Oskarżony mówi, iż wszystko to tylko nieszczęśliwy wypadek. Jak jednak wytłumaczyć rozczłonkowanie i ukrycie zwłok?

 

Wypadek?

W sprawie nie ma więc najmniejszych nawet wątpliwości, jeśli chodzi o zbezczeszczenie ciała przez poćwiartowanie i ukrycie zwłok. Otwarte pozostaje pytanie, czy doszło do zabójstwa. Do tego bowiem oskarżony się nie przyznaje. W poniedziałkowej sesji przygotowawczej przed sądem 56-latek zeznał, iż znalazł ciało kobiety, po tym jak wszedł do mieszkania. 52-latka miała leżeć na dole schodów, co świadczyłoby o tym, iż poniosła śmierć w nieszczęśliwym wypadku. Idąc dalej tym tropem, można przypuszczać, iż mężczyzna się przeraził, bał się, że posądzą go o zabójstwo, więc postanowił ukryć ciało. Potwierdzałyby to słowa skruchy przed wymiarem sprawiedliwości mówiące o tym, iż mężczyzna wie, iż źle postąpił.

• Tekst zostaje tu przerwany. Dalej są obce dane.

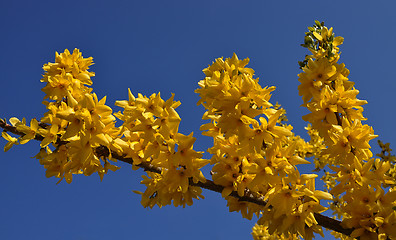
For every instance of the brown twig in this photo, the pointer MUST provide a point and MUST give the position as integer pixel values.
(324, 221)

Prokuratura ma jednak poważne wątpliwości co do jego opisu zdarzeń. Oskarżyciele wskazują, iż człowiek ten złożył wiele różnych oświadczeń, a ponadto powołuje się na prawo do odmowy zeznań w istotnych kwestiach. Tego zaś raczej nie robi osoba niewinna.

Prawnik Holendra mówi zaś mediom coś zgoła innego. Uważa, że jego klient stale współpracuje z policją i odpowiada na wszystkie pytania.

Stan obecny

Na chwilę obecną sprawa jest rozwojowa. Czas i stopień rozkładu znalezionych szczątków oraz zeznania oskarżonego nie pozwalają, ja na razie, podać faktycznej przyczyny śmierci. Śledczy nadal jednak prowadzą badania, które możliwe, iż pozwolą stwierdzić czy był to wypadek, czy morderstwo.

Podejrzany zaś w najbliższym czasie trafi do Pieter Baan Center. Tam ma zostać poddany obserwacji, która ma stwierdzić, czy jest on w 100% poczytalny. Badania potrwają do października. Po nich zaś nastąpi kolejna sesja wprowadzająca.